April 25, 2026•AI Infrastructure•Rob Murtha

Intelligence Primitives: The Ground Truth Agents Need

Why structured, scored data primitives — not bigger models — are the missing layer for accurate AI agents, compositional code generation, and the path toward grounded AGI. A look at how Gerolamo's intelligence corpus and meta molecules change the game.

Every major AI lab is racing to build bigger models. But the hardest problems in 2026 aren't about parameter counts — they're about what agents actually know when they act.

Meta recently deployed 50+ specialized AI agents to map tribal knowledge across their data pipelines. The result? Context files that gave agents structured navigation guides for 100% of code modules. Without them, agents would "guess, explore, guess again — and often produce code that compiled but was subtly wrong."

This is the defining problem of the agentic era: most agent failures aren't intelligence failures. They're context failures.

Gerolamo was built to solve this at the technology intelligence layer — a scored, structured, continuously refreshed corpus of every meaningful open-source entity across GitHub, arXiv, and Hugging Face. Not a search engine. A ground truth substrate that agents can reason over.
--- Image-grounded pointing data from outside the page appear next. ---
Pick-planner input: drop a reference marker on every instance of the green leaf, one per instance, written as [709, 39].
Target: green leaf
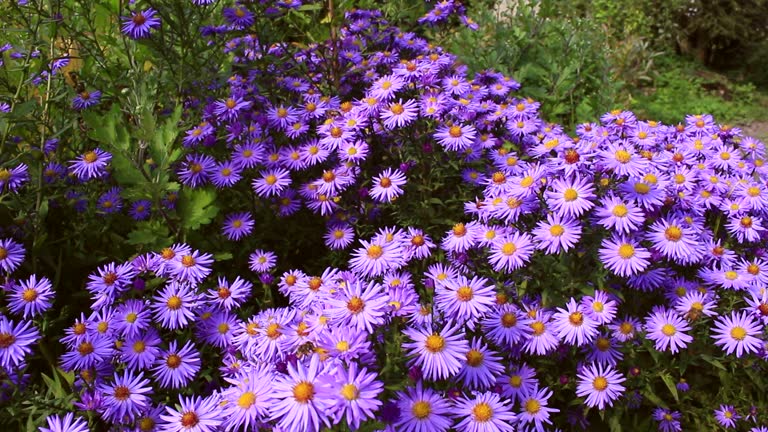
[670, 385]
[197, 207]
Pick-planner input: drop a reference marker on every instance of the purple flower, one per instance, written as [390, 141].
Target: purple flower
[738, 333]
[140, 23]
[238, 225]
[438, 353]
[126, 397]
[11, 255]
[601, 384]
[91, 164]
[31, 296]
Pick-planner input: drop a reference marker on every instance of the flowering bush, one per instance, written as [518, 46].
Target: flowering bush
[352, 233]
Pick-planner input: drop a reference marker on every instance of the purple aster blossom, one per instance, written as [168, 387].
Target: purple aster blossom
[90, 351]
[675, 240]
[140, 24]
[16, 341]
[91, 164]
[481, 367]
[68, 423]
[230, 295]
[556, 234]
[11, 255]
[600, 384]
[666, 328]
[126, 397]
[570, 198]
[297, 406]
[110, 202]
[484, 412]
[358, 305]
[261, 261]
[239, 17]
[271, 182]
[541, 340]
[456, 137]
[506, 325]
[738, 333]
[376, 258]
[196, 170]
[226, 174]
[230, 108]
[174, 306]
[140, 352]
[439, 354]
[727, 416]
[669, 421]
[32, 297]
[339, 236]
[140, 210]
[573, 326]
[387, 185]
[534, 408]
[423, 409]
[246, 402]
[11, 180]
[400, 114]
[624, 256]
[464, 300]
[193, 414]
[619, 214]
[86, 99]
[237, 225]
[354, 394]
[176, 368]
[511, 251]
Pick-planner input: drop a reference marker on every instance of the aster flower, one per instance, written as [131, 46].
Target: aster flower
[574, 326]
[738, 333]
[358, 305]
[193, 414]
[624, 256]
[439, 354]
[11, 254]
[68, 423]
[261, 261]
[16, 342]
[423, 409]
[11, 180]
[353, 393]
[600, 384]
[126, 397]
[140, 24]
[535, 409]
[666, 328]
[481, 367]
[463, 300]
[91, 164]
[298, 407]
[237, 225]
[511, 251]
[86, 99]
[570, 198]
[387, 185]
[174, 306]
[727, 416]
[669, 421]
[248, 399]
[176, 368]
[485, 412]
[31, 296]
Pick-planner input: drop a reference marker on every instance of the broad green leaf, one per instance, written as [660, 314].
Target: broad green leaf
[197, 207]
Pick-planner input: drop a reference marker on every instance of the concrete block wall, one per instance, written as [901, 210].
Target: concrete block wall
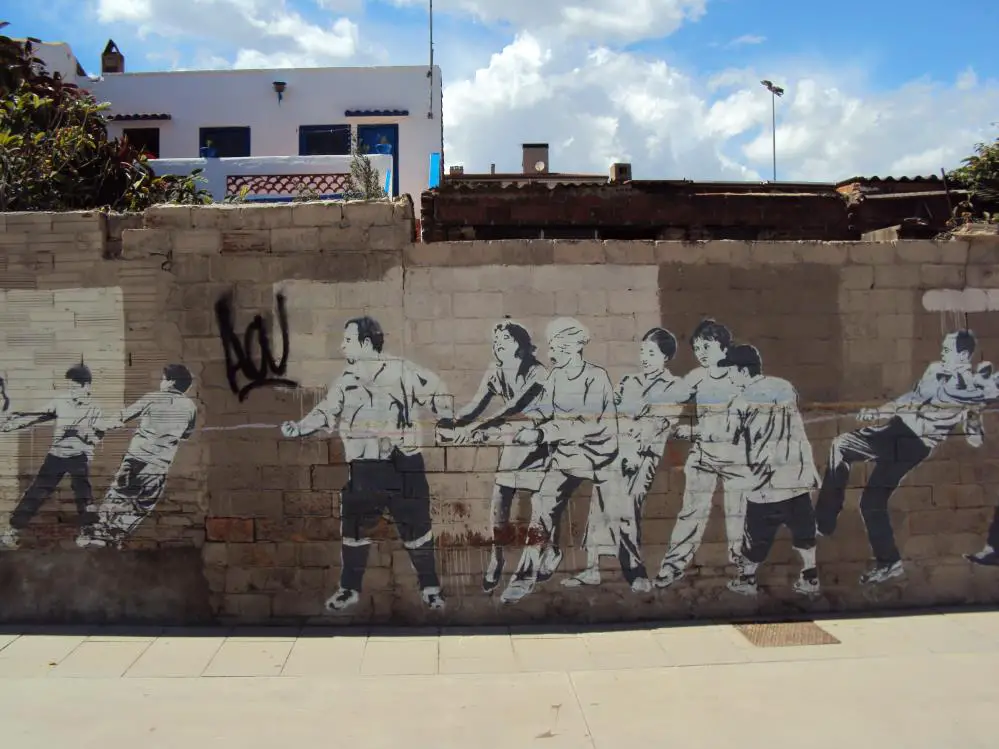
[248, 523]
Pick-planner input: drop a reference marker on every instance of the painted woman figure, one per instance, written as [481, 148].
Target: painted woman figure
[516, 379]
[649, 405]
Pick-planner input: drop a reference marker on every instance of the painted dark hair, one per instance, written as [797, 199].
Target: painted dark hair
[525, 346]
[965, 342]
[711, 330]
[368, 329]
[665, 340]
[179, 375]
[80, 374]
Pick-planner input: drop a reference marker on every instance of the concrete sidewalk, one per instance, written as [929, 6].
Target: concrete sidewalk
[907, 682]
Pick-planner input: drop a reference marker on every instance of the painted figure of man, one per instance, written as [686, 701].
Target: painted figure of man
[946, 396]
[375, 402]
[711, 458]
[77, 431]
[779, 471]
[579, 426]
[516, 380]
[166, 418]
[988, 379]
[649, 404]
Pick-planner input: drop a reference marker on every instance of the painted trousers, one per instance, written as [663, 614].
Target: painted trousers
[614, 523]
[548, 504]
[699, 488]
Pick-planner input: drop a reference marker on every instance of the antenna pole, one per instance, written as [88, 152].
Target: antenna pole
[430, 73]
The Primitive: Atomic Unit of Machine Intelligence

Every entity in Gerolamo's corpus becomes an intelligence primitive — a scored, structured object that encodes not just what something is, but how defensible it is, how fast it's moving, who built it, and what threatens it.

{
  title: "CODESTRUCT",
  corpus: "arxiv",
  defensibility_score: 2,
  frontier_risk: "HIGH",
  composability: "algorithm",
  capability_tags: ["AST manipulation", "structured actions", "code agents"],
  velocity: 0.0,
  threat_profile: { frontier_risk: "HIGH", displacement_horizon: "near" }
}

This is CODESTRUCT — a paper that reframes code agent interactions by replacing fragile string-matching edits with structured actions performed directly on Abstract Syntax Trees. It scores low on defensibility because frontier labs will likely absorb this technique. But the insight it encodes — that code agents need structural primitives, not string diffs — is exactly what makes it valuable as intelligence.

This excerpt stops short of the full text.